大正11年、親類筋に当たる市内の平井商店に弟子入りして修行しました。当時5〜6人の弟子がいました。当初は、下働きと見取り稽古、ついでロクロ仕込み・骨つぎ・紙張りと進みました。傘製造組合が昭和2年頃まで続き、中断後の昭和16年頃、傘製造組合連合会ができました。戦後は傘職人も少なく、組織はありません。徴兵検査まではタダ奉公で、お礼奉公1年の後に一人前となります。道具類は、独立後に自分で揃えました。
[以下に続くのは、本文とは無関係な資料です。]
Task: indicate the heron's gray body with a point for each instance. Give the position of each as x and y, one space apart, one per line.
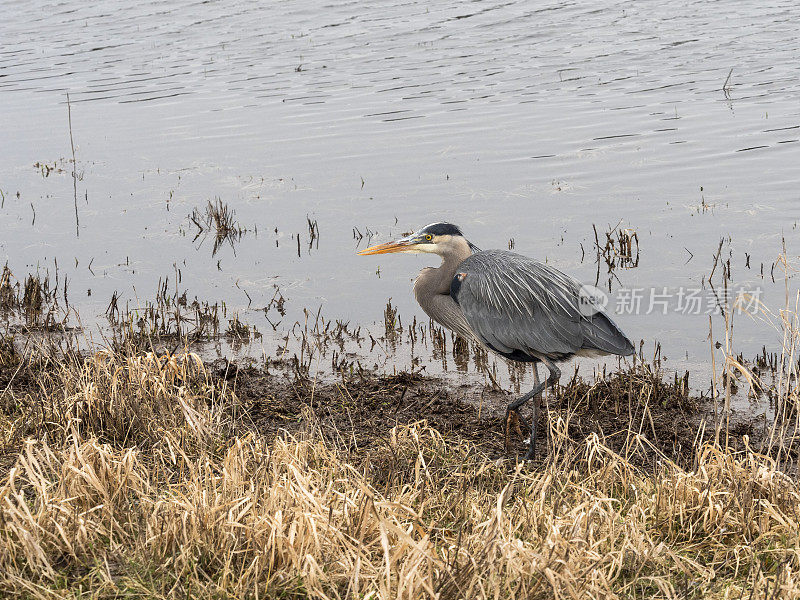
526 310
515 306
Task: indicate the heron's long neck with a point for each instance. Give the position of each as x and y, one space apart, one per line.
437 280
432 289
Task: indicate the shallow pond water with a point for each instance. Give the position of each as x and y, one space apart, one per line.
531 122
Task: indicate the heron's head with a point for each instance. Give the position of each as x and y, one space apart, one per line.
444 239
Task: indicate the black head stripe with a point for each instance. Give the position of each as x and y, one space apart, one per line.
442 229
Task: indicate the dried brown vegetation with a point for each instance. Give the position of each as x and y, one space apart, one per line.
157 476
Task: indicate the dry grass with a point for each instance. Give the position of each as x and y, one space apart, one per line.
133 476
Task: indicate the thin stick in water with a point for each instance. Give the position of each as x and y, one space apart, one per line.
74 167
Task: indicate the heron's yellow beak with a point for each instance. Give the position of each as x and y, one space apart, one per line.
398 246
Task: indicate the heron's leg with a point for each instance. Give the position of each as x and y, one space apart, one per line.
552 380
513 407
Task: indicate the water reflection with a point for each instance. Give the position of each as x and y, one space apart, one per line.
326 128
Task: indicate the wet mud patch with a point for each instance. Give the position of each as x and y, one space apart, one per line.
359 411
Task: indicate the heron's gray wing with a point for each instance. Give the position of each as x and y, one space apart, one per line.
516 305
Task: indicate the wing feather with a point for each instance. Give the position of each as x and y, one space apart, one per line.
519 306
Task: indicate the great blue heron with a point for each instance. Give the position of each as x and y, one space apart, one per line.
520 308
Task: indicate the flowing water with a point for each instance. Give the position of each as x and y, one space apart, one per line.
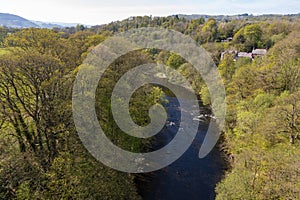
189 177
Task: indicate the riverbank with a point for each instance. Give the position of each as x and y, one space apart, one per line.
189 177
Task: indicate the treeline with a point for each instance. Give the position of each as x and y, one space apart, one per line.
41 156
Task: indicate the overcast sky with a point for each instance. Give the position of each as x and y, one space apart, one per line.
92 12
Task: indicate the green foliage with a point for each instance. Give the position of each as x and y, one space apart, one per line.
175 61
263 122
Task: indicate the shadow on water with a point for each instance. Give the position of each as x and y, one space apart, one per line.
189 177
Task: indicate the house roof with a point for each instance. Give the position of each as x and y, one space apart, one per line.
259 51
245 54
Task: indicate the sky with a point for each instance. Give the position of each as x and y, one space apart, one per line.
93 12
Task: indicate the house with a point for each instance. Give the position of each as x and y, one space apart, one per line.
255 53
244 55
259 52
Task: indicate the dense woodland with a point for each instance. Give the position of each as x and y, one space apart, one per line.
41 156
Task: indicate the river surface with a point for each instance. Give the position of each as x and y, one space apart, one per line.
189 177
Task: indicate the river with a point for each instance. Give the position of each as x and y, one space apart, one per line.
188 178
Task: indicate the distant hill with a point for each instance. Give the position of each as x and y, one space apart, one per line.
14 21
230 17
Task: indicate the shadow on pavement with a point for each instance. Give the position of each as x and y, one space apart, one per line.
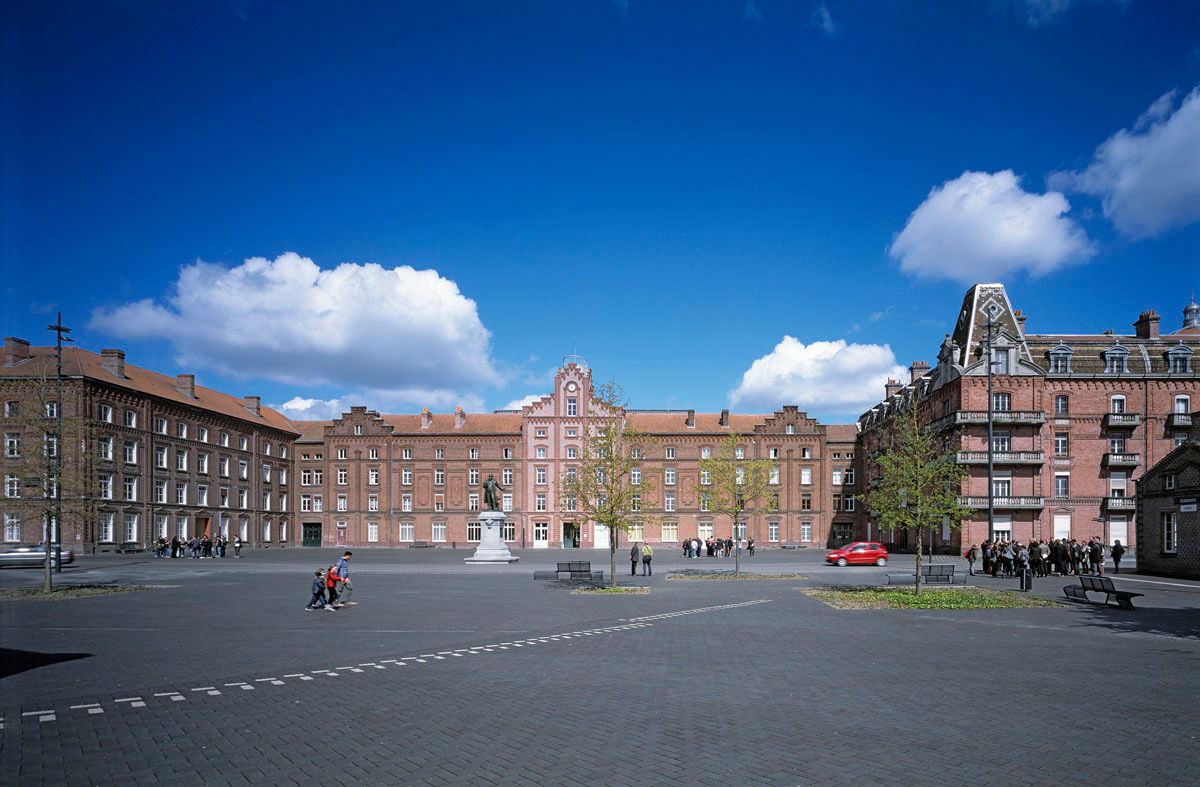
17 661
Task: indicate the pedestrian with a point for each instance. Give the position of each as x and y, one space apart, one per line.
343 575
318 593
1117 553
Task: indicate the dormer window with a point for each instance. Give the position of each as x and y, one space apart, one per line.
1116 360
1179 359
1060 359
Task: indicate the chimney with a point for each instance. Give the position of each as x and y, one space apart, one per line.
15 350
113 361
1147 324
186 385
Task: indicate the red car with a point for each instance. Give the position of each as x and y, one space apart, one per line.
859 553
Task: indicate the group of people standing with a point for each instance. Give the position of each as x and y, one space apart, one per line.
1063 557
197 547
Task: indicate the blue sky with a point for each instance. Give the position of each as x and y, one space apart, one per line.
720 204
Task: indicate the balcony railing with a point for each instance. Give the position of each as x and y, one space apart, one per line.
960 418
1180 420
981 502
1002 457
1126 420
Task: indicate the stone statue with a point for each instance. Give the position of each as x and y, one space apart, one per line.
492 494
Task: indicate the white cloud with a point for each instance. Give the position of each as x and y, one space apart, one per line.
516 404
1147 178
286 319
984 227
833 377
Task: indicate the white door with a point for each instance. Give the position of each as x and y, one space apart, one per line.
1062 526
1119 529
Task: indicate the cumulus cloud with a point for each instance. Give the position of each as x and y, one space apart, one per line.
358 325
833 377
516 404
1147 176
984 226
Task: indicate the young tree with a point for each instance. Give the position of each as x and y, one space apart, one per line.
733 484
601 485
46 482
921 481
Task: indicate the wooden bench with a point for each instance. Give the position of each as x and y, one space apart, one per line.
1099 584
574 569
930 574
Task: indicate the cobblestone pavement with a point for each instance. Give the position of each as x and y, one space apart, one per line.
453 674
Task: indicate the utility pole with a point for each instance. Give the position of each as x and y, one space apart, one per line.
54 524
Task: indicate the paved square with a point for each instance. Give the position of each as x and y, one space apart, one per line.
453 674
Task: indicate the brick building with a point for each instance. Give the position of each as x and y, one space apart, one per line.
396 480
1074 420
1168 518
154 455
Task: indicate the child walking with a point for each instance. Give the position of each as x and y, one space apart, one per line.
318 593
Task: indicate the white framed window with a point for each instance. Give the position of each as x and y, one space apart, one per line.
1170 532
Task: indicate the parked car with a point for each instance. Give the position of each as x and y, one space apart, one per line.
30 554
859 553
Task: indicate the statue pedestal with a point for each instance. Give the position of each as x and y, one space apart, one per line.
491 541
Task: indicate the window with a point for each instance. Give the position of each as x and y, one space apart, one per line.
1170 532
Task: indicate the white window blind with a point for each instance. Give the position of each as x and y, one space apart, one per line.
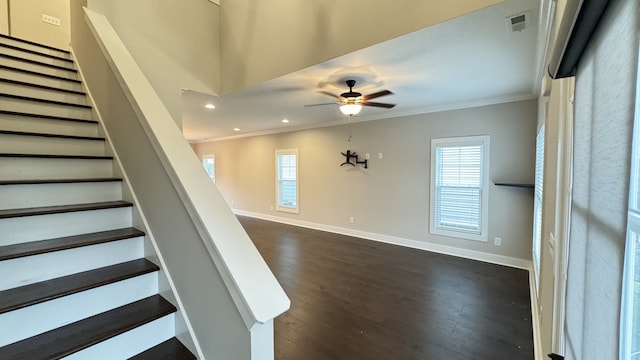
287 180
209 162
459 187
537 204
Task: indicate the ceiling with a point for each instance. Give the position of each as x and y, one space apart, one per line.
467 61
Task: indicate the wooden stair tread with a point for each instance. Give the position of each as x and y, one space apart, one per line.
171 349
58 209
39 63
46 101
42 116
76 336
36 73
57 181
74 137
33 52
17 298
42 87
50 156
34 43
68 242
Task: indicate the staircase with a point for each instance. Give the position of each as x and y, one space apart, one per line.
74 281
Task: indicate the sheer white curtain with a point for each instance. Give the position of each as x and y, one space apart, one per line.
604 113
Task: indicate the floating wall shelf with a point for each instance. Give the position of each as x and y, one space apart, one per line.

独立後、早朝から深夜まで作業をしましたが、内弟子と生活するようになると、夜10時で作業を打ち切りました。弟子時代は、親方の家族と食事は別 でしたが、自分の内弟子は家族同様の扱いをし、商店名入りハンテンを着せて作業をさせました。毎月1・15日が休日で、弟子には小遣いを与えました。正月は一週間ほど休み、盆は16日から仕事をしました。注文生産ですから、年中店を開けていました。

踊り傘は生活必需品ではありません。将来安定した需要があるかどうかわからないことや、労働時間に見合う収入が上がらないこともあります。その他、傘用の紙の問題や安価な県外傘を鳥取傘として販売することも見られ、強さ・耐久力を主眼に地道に製作伝承していく上でも問題があります。